Nursery does not guarantee Reception. A nursery place does not secure a Reception place and does not remove the need to apply through the coordinated admissions process.
First-school transition. Pupils move on after Year 4, so families should understand the likely middle-school pathway and transition support early, not as an afterthought in Year 4.
Holyoakes Field First School looks strongest for families who value a calm, nurture-led culture, clear behaviour expectations, and an early years experience that sets children up well for Year 1. The October 2024 inspection profile, with Good grades across the main categories and Outstanding early years, supports that picture.
Best suited to families who want a structured start to education, including strong early reading routines, and who are prepared to engage early with admissions in a competitive local context.

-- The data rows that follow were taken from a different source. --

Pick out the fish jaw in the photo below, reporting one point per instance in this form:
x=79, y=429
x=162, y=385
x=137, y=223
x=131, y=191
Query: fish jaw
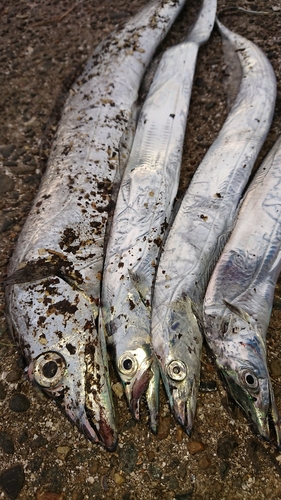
x=182, y=394
x=261, y=411
x=177, y=345
x=139, y=375
x=55, y=327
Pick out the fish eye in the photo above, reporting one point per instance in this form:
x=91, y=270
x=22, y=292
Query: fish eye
x=127, y=364
x=48, y=369
x=177, y=370
x=250, y=379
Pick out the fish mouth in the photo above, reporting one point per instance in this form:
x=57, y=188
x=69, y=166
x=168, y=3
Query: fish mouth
x=139, y=373
x=183, y=399
x=101, y=432
x=261, y=411
x=144, y=382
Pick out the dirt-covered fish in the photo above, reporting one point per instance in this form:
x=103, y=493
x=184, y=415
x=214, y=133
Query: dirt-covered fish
x=143, y=207
x=239, y=297
x=201, y=227
x=53, y=290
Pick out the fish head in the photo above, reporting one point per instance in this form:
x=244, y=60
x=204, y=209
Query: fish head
x=177, y=343
x=55, y=326
x=241, y=357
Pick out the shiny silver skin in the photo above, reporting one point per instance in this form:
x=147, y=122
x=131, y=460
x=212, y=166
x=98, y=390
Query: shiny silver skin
x=239, y=297
x=53, y=289
x=201, y=227
x=143, y=207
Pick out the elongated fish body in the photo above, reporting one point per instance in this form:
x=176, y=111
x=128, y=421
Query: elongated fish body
x=53, y=291
x=144, y=205
x=239, y=297
x=201, y=227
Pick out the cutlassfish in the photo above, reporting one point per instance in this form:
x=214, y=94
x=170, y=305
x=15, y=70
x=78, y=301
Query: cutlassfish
x=239, y=297
x=143, y=207
x=53, y=285
x=201, y=226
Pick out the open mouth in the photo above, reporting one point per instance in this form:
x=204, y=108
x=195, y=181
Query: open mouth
x=101, y=433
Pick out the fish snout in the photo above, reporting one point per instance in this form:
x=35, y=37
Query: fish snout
x=183, y=394
x=136, y=370
x=48, y=370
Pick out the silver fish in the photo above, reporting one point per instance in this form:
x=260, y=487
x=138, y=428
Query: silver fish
x=201, y=227
x=53, y=290
x=143, y=207
x=239, y=297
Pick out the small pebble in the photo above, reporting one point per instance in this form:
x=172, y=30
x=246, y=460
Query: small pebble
x=6, y=184
x=128, y=456
x=14, y=375
x=5, y=151
x=195, y=447
x=204, y=462
x=44, y=495
x=19, y=403
x=184, y=496
x=179, y=434
x=63, y=451
x=118, y=389
x=93, y=468
x=6, y=443
x=275, y=367
x=150, y=455
x=2, y=391
x=23, y=169
x=118, y=479
x=38, y=442
x=12, y=481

The most recent Ofsted inspection (8 to 9 October 2024) graded Quality of Education, Behaviour and Attitudes, Personal Development, and Leadership and Management as Good, with Early Years provision graded Outstanding. The report also highlights strong phonics and daily reading routines, plus effective support for pupils with SEND.
Reception applications are made through the coordinated local authority process. For September 2026 entry, the published deadline is 15 January 2026. The school ranks applications using its oversubscription criteria, then offers are issued through the coordinated system.
No. The nursery admissions policy states that a nursery place does not guarantee a Reception place and does not give an automatic advantage. Reception still requires a formal application through the coordinated admissions route.
The main school day is published as 8:30am to 3:00pm. Nursery sessions include morning and afternoon options, plus an all-day session, and operate term-time only.
Yes. The school site describes Funzone as the wraparound provider, offering care before school from 7:30am and after school until 6:00pm, with holiday provision also available.